November 13, 2022

In early September, at the end of our trip to Santa Fe, New Mexico, we drove out to Bandelier National Monument. We’d last explored its ancient cliff dwellings and pueblo ruin two decades earlier, and we wanted to hike and see it again.

Bandelier National Monument

We took the scenic Pueblo Loop Trail, which winds through Frijoles Canyon and along tall cliffs of soft, volcanic rock called tuff. Late summer/early fall wildflowers were blooming along the trail.

Frijoles Canyon is quietly scenic today, but approximately 800 years ago it was home to hundreds of indigenous people who farmed, hunted, foraged, and raised turkeys. They made homes and storage places in hollowed-out caves in the cliffs and built multi-story, stone-and-mud structures on the canyon floor. The park’s website offers this history:

“The Ancestral Pueblo people lived here from approximately 1150 CE to 1550 CE. They built homes carved from the volcanic tuff and planted crops in mesa top fields. Corn, beans, and squash were central to their diet, supplemented by native plants and meat from deer, rabbit, and squirrel. Domesticated turkeys were used for both their feathers and meat while dogs assisted in hunting and provided companionship. By 1550, the Ancestral Pueblo people had moved from this area to pueblos along the Rio Grande. After over 400 years the land here could no longer support the people and a severe drought added to what were already becoming difficult times.”

Today you can explore the canyon and even enter some of the caves at Bandelier, named for Adolph Bandelier, a 19th-century anthropologist whose work here drew attention to the importance of the site, eventually leading it to be preserved as a national monument.

Kivas

Along the trail to the cliffs you come across Big Kiva. A kiva is a circular, subterranean space for religious ceremonies or communal gatherings, accessed via a ladder in a roof made of posts and mud. The roof of Big Kiva is long gone, but the stone circle remains.

A smaller kiva has been excavated a little farther along the trail.

Ruins of stone block homes can be seen nearby.

According to signage, about 100 people may have lived in houses on the canyon floor, and another 400 in cavates (pronounced CAVE-eights), or carved-out caves, in the tall cliff along one side of the canyon. In the summer they farmed on the mesa atop the cliff. Imagine scrambling to the top of that to tend your crops!

Cavates

You’re allowed to enter the cavates that have ladders. A ranger told us that the native Puebloans would have made ladders out of a single pole with notches cut out for footholds, or by lashing wooden rungs to two poles. Can you imagine darting up a single-pole ladder to access your home, perhaps carrying an infant or food supplies? In all weather?
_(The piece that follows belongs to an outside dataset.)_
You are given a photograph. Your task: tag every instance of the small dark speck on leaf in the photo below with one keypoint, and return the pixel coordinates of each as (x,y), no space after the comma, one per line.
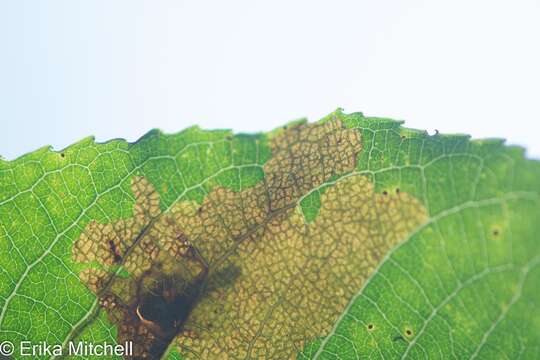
(399,337)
And yet they did. According to Bandelier’s website:

“Over a thousand of these rooms are located in the walls of Frijoles Canyon…Groups of these homes, cavate villages, were used by generation after generation of Ancestral Pueblo people…Gouges in the ceilings of cavates show that builders used tools such as digging sticks and sharpened stones to enlarge naturally occurring openings in the tuff. Most cavates are single rooms, but some are connected by interior doorways. Many cavates were fronted with masonry structures up to three stories high that were constructed of tuff blocks and mud mortar…These rooms were used for many things including weaving, grinding corn, and storage. Many cavates contain carved and plastered niches, probably for storing pots and household items. Sockets in the ceiling, along with anchors set in the floor, held supports for looms that were used for weaving. The cavates were also used as living quarters.”

A room with a view

Tyuonyi Pueblo

The cavates overlook the ruins below, known as Tyuonyi Pueblo.

Built in a circle, the foundation ruins show where a lively village of multi-story rooms would have stood 800 years ago…
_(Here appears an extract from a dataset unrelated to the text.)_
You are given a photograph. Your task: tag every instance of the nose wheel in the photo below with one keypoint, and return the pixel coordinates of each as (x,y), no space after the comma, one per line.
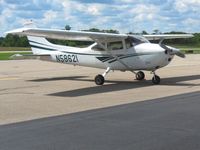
(140,75)
(100,79)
…as represented in this image from the National Park Service brochure. The circles in the center with ladders poking out of them are kivas. Against the cliff wall in the background are masonry structures fronting some of the cavates.

Talus House

Along the cliff, Talus House is an early 1900s reconstruction of the masonry structures that would have fronted some of the cavates. It likely would not have had a window or door; the existing window is there so visitors can look inside. Rather, it would have been accessible via a ladder in the roof.

The Ancestral Pueblo people must have been adept climbers.

The soft and holey volcanic rock in Frijoles Canyon came from ash flows from Valles Caldera, which we visited later that day (pics below).

These eroded stone pillars look like people, don’t they? One is sitting, the other standing, gazing out at the canyon.

We fancied we saw a skull in one section of the cliff.

View back toward Talus House

Cholla and wildflowers

More wildflowers

Long House

One section of the cliff shows evidence of multi-story homes built against the cliff wall. This is called Long House.

Rows of holes in the soft rock show where wooden poles called vigas once supported the roofs.

Hundreds of petroglyphs — some of turkeys and dogs — remain to this day, carved into the stone, providing evidence of how the people lived.

A painted pictograph survives too, now protected under glass.

Datura and red morning glory, growing wild

More cholla with wildflowers

A sphinx moth wearing the same hues as the pictograph captivated me here, darting and swooping among the flowers, nectaring with its long tongue.

Zoom — a fly-by!

Dining on the wing

Canyon view

The trail continues another half-mile toward Alcove House and dips into a woodland, where we were lucky to spot this exciting cannibalizing scene. Sorry for the blurry pic taken from a distance, but that’s a larger snake on the right devouring a still-struggling smaller snake on the left. The smaller snake had locked its tail around something to try to pull away, but the bigger snake overpowered it, swallowing half before slithering away, a drooping tail dangling from its mouth.

Alcove House

On previous visits we’d never gone as far as Alcove House, a large cave tucked 140 feet up a cliff face. David was excited to climb up to it. It’s accessible via 4 wooden ladders and stone stairs. I decided to pass, remaining below to take photos of his climb.

There he goes.

He took this photo looking up the third ladder.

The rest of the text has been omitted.